Pins & Vetiver

daggle integrates with the pins and vetiver R packages for publishing data, models, and deploying ML models.

Pins

Use a pin step to publish R objects via pins::pin_write().

Pin step fields

Field Required Description
board yes One of connect, s3, local, azure
name yes Pin name
object yes R expression or path to the object to pin
type no Serialization format: rds, csv, parquet, arrow, json (default: rds)
versioned no Enable versioning (default: true)
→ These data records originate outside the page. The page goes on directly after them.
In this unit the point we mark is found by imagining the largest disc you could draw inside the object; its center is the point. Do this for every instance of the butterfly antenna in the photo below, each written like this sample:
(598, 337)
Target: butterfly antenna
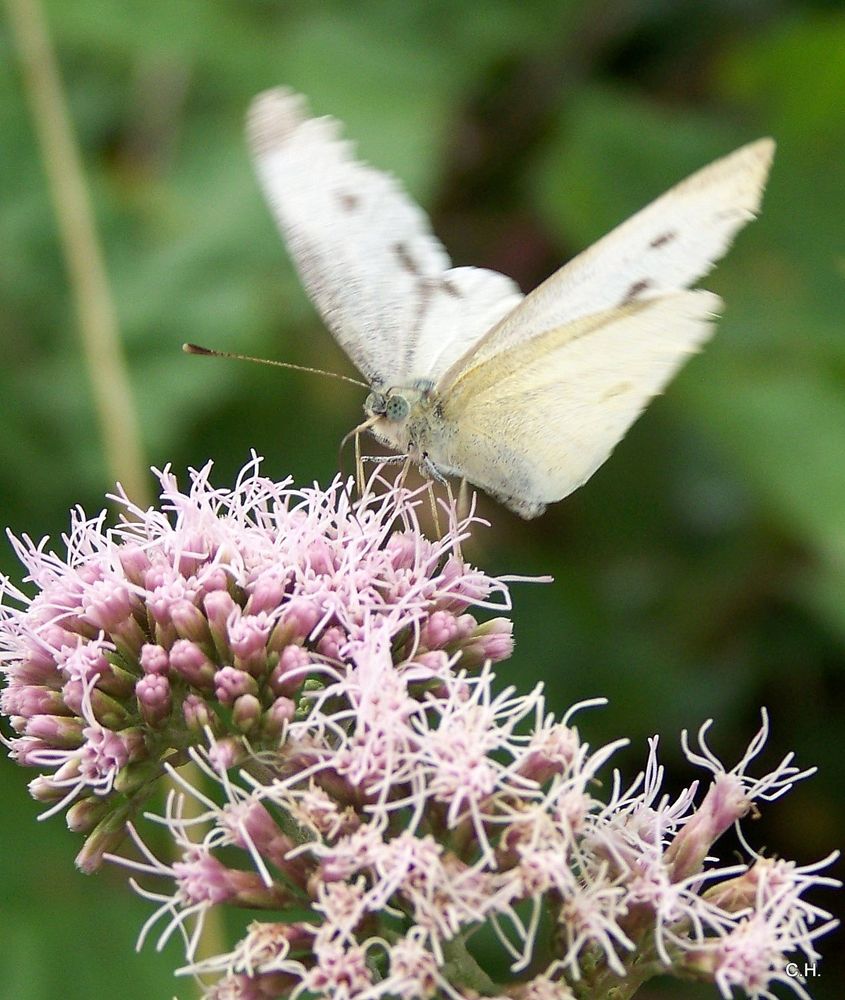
(208, 352)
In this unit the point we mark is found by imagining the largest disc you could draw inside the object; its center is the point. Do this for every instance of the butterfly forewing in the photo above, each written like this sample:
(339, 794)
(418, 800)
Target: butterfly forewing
(381, 280)
(667, 246)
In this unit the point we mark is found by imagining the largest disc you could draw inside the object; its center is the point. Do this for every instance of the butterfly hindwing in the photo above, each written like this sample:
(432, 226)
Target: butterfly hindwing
(532, 424)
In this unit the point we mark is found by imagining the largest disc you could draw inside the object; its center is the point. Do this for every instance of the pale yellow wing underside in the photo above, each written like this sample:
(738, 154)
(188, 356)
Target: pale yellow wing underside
(667, 246)
(533, 423)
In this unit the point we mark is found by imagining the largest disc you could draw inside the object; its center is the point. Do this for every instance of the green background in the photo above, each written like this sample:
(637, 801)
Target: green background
(699, 574)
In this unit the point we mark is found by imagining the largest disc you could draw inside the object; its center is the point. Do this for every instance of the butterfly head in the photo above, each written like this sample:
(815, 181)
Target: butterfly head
(392, 405)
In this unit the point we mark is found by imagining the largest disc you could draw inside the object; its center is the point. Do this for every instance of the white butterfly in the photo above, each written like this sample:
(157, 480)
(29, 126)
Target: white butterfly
(524, 396)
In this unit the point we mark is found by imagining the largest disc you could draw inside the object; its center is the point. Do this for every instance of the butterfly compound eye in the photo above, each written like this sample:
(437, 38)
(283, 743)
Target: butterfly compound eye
(374, 404)
(397, 408)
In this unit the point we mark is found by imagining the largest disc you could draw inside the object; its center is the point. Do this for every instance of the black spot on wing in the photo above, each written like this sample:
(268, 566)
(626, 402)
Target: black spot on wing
(636, 289)
(348, 202)
(405, 259)
(663, 239)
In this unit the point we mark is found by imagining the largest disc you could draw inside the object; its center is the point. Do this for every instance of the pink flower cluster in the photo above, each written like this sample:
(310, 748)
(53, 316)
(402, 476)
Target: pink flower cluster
(365, 782)
(219, 613)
Example: pin a dataset to Connect

steps:
  - id: prepare
    script: prepare_data.R
    outputs:
      summary_path: /data/summary.parquet

  - id: publish
    type: pin
    depends_on: [prepare]
    pin:
      board: connect
      name: sales-summary
      object: "{{ .Steps.prepare.Outputs.summary_path }}"
      type: parquet
      versioned: true
    env:
      CONNECT_SERVER: "${env:CONNECT_SERVER}"
      CONNECT_API_KEY:
        value: "${env:CONNECT_API_KEY}"
        secret: true

Example: pin to S3

steps:
  - id: publish
    type: pin
    pin:
      board: s3
      name: monthly-forecast
      object: forecasts/forecast.rds
      type: rds
    env:
      AWS_ACCESS_KEY_ID: "${env:AWS_ACCESS_KEY_ID}"
      AWS_SECRET_ACCESS_KEY:
        value: "${env:AWS_SECRET_ACCESS_KEY}"
        secret: true
      AWS_DEFAULT_REGION: us-east-1

Vetiver

Use a vetiver step for MLOps model versioning and deployment.

Vetiver step fields

Field Required Description
action yes One of pin (version the model) or deploy (deploy as API)
model yes R expression or path to the vetiver model object
board yes Board for storing the model (connect, s3, local)
name yes Model name

Example: version a model

steps:
  - id: train
    script: train.R
    outputs:
      model_path: /data/models/rf_model.rds

  - id: version
    type: vetiver
    depends_on: [train]
    vetiver:
      action: pin
      model: "{{ .Steps.train.Outputs.model_path }}"
      board: connect
      name: churn-model
    env:
      CONNECT_SERVER: "${env:CONNECT_SERVER}"
      CONNECT_API_KEY:
        value: "${env:CONNECT_API_KEY}"
        secret: true

Example: deploy a model as an API

steps:
  - id: deploy
    type: vetiver
    vetiver:
      action: deploy
      model: "{{ .Steps.train.Outputs.model_path }}"
      board: connect
      name: churn-model
    env:
      CONNECT_SERVER: "${env:CONNECT_SERVER}"
      CONNECT_API_KEY:
        value: "${env:CONNECT_API_KEY}"
        secret: true